Project Apollo would consume about 1,200 tons of garbage each day, Niemann said. That dwarfs the Japanese gasification plant, which consumes about 200 tons of garbage a day.

About 70% of Project Apollo’s fuel would be municipal waste from the city that would otherwise go to a landfill, while the rest would be industrial waste. Niemann said AFE hasn’t decided if it would handle medical or hazardous waste, since that would require more stringent materials handling and an extra set of permits.

“At this point we’re not sure what we’re going to do with that material,” Niemann said. “We’d like to take it but I don’t have a definitive answer yet.”

Concern About Emissions

Although the technology is pretty cutting edge, the synthesis gas—or “syngas”—created during the gasification process contains many toxins that must be removed. Niemann said that these materials—studies show that particulate matter, sulfur dioxide, carbon monoxide, mercury and furans are among them—are consistent with what turns up in the waste process industry all over the world.
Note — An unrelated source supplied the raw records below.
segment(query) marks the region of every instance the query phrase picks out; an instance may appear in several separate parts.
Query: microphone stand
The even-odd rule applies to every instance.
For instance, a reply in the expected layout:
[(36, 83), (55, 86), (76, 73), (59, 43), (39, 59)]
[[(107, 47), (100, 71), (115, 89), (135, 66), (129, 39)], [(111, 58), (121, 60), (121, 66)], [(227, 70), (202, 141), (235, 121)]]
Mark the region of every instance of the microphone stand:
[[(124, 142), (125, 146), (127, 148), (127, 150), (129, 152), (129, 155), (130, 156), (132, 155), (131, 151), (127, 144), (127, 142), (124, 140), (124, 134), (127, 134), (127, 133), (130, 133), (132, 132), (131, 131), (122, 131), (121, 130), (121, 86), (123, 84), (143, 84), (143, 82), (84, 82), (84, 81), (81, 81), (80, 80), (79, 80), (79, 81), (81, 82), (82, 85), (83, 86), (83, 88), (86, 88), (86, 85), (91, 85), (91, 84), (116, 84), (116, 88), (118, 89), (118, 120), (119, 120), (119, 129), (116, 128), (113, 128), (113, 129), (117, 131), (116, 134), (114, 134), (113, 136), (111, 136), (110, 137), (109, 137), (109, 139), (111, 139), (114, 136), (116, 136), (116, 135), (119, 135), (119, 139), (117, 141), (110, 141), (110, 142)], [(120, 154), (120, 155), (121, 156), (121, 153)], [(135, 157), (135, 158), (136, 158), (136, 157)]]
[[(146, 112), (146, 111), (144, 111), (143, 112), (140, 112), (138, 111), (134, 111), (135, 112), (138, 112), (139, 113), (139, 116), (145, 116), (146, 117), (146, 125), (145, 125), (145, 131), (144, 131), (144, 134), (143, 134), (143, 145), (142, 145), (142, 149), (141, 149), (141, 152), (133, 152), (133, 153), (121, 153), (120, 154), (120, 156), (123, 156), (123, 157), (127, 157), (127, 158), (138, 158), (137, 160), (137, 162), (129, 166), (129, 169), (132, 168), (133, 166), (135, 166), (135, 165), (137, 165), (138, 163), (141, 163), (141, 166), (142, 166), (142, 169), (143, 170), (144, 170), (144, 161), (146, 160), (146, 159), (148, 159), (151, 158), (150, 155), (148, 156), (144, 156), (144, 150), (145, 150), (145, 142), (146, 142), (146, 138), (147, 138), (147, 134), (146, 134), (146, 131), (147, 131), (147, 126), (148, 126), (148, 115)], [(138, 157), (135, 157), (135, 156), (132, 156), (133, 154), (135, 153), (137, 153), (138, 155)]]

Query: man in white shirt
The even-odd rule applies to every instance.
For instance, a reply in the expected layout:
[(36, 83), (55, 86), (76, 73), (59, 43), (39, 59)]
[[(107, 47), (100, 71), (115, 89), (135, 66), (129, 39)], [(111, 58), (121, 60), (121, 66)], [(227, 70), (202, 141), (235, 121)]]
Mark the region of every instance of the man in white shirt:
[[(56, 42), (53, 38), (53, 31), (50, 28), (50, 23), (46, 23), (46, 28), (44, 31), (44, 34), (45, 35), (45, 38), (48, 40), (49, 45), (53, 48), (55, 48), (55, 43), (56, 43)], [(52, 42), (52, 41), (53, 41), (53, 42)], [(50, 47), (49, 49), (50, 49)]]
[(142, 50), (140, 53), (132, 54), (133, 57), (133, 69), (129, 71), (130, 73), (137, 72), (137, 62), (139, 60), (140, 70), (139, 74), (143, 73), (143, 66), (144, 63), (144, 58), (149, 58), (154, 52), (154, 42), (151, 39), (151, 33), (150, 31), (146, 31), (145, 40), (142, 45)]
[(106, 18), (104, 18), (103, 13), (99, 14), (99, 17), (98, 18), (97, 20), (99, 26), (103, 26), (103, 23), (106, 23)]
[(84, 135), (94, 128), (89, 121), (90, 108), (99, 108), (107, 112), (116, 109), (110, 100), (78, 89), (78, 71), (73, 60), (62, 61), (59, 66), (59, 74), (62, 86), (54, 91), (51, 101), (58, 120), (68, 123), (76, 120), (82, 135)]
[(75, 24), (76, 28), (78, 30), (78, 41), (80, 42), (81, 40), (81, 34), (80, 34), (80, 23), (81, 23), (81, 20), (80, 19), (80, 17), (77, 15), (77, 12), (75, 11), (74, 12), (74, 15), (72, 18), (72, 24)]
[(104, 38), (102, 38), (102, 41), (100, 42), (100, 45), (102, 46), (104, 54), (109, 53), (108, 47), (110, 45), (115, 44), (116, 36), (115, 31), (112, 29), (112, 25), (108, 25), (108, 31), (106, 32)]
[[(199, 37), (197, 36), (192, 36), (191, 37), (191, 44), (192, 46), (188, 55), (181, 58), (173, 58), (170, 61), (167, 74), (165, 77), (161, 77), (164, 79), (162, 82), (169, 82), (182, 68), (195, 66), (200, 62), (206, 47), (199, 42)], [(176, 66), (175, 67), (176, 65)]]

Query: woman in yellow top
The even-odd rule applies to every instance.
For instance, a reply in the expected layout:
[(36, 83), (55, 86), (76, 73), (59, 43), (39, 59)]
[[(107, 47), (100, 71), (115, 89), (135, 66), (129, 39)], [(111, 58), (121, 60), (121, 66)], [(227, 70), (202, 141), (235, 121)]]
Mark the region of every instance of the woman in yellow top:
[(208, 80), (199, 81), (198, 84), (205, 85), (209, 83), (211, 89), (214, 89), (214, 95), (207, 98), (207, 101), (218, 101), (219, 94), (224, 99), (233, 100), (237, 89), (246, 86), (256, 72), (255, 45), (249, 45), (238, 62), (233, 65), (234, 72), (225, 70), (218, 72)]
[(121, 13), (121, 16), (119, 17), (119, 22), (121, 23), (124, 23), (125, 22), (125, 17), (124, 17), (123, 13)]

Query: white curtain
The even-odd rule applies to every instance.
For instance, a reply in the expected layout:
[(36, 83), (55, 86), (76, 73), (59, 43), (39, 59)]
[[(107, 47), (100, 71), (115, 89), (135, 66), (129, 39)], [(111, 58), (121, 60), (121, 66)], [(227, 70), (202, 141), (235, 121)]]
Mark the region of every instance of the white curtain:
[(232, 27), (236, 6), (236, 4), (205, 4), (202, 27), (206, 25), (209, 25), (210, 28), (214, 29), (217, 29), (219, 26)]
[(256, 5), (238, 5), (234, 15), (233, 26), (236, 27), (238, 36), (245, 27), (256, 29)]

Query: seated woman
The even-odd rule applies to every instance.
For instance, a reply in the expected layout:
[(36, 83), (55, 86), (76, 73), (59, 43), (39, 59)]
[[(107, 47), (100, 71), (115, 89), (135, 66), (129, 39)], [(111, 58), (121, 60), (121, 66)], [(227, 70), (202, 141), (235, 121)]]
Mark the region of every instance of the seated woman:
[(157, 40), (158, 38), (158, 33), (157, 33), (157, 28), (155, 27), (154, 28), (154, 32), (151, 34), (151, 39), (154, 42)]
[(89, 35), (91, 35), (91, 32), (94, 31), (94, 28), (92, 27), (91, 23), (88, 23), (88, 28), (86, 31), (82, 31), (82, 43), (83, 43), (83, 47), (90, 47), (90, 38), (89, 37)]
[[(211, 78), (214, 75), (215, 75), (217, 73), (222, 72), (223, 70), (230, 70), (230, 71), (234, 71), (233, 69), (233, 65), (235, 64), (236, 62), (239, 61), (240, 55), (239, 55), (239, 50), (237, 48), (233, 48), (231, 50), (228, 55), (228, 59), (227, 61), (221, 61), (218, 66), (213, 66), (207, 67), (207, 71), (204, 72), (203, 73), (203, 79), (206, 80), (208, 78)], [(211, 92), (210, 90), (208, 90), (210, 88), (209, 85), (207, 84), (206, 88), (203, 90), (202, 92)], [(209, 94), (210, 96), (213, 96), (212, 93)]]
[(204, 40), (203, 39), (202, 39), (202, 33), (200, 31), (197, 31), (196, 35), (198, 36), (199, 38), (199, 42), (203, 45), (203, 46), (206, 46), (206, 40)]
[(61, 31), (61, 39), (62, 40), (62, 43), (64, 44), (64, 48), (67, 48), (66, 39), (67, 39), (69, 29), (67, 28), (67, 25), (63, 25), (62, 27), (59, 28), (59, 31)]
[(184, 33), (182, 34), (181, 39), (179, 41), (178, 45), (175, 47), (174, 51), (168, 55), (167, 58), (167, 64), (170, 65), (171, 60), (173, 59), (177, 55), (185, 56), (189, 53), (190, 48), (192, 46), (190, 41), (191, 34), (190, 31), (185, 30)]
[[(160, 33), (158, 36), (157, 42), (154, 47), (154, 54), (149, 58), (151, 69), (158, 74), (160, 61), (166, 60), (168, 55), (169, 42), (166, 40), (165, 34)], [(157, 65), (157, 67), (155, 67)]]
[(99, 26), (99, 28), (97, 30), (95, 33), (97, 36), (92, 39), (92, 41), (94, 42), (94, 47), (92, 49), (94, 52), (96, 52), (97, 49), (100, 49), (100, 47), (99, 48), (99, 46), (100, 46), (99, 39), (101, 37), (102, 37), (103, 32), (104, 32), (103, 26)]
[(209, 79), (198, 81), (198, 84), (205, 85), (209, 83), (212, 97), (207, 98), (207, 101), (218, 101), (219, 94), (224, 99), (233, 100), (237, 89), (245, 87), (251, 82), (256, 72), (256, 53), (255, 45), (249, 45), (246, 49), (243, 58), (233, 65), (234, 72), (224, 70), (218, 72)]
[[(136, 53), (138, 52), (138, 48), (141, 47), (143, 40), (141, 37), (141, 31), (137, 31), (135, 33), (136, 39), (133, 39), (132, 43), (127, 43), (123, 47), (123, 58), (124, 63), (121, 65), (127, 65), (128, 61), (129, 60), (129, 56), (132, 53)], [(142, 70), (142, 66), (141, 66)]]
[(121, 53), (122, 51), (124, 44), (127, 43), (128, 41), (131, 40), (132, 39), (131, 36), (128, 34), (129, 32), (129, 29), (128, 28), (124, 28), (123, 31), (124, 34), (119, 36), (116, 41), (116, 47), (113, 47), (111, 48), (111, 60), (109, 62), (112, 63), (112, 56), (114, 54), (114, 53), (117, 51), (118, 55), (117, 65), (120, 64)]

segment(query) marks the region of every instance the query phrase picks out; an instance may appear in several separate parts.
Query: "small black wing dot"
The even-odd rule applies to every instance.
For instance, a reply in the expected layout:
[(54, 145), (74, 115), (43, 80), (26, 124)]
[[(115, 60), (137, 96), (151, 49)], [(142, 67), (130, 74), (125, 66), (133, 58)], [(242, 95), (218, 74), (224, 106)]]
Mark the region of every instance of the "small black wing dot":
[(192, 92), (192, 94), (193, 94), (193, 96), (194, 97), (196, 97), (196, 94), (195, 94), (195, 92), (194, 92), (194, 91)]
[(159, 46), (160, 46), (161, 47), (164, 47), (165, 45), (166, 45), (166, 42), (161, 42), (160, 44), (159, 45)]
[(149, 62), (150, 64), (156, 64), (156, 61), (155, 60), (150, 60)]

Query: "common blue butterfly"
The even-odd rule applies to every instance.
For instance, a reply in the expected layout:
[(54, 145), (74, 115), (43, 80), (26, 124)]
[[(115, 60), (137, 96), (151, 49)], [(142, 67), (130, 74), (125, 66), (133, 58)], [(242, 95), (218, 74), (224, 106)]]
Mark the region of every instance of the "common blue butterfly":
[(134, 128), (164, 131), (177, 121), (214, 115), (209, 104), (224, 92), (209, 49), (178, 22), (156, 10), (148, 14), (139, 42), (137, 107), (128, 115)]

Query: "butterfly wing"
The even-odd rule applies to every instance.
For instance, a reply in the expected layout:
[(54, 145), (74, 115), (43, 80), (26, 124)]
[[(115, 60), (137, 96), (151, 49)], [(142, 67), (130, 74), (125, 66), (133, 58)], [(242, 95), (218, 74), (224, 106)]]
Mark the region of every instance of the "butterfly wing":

Niemann said some elements would be recycled and sold where appropriate, emitted from its stack, or sent to a certified landfill that is permitted to accept those materials. He said that gasifying waste was preferable to sending it to a landfill, where it can create methane, a greenhouse gas.

But first the plant must be granted permits by the state Department of Natural Resources (DNR).

“We will submit to the DNR an air permit application that will tell them what the process is, how it works, what will come out of the stack,” Niemann said. “We’re very sensitive to what comes out of the stack and we’ll work with the DNR and work within the limits of the permit [if Project Apollo is granted one]. We will get our emissions as low as we can.”

Spencer Black, however, isn’t convinced that the technology is truly “green.”

“My concern about burning garbage is that it can lead to the emission of toxins, depending on the process,” Black said. “We’ll have to wait to see what’s in the permit and see how the plant is run.”

Giegerich of WLCV said that allowing this technology to be included in the definition of “renewable energy”—with the assumption that it’s “green”—was premature.

“At the very least we should have the answers to [its emissions] before they build one,” Giegerich said. “But to go ahead and give them credit as clean energy before we know that?”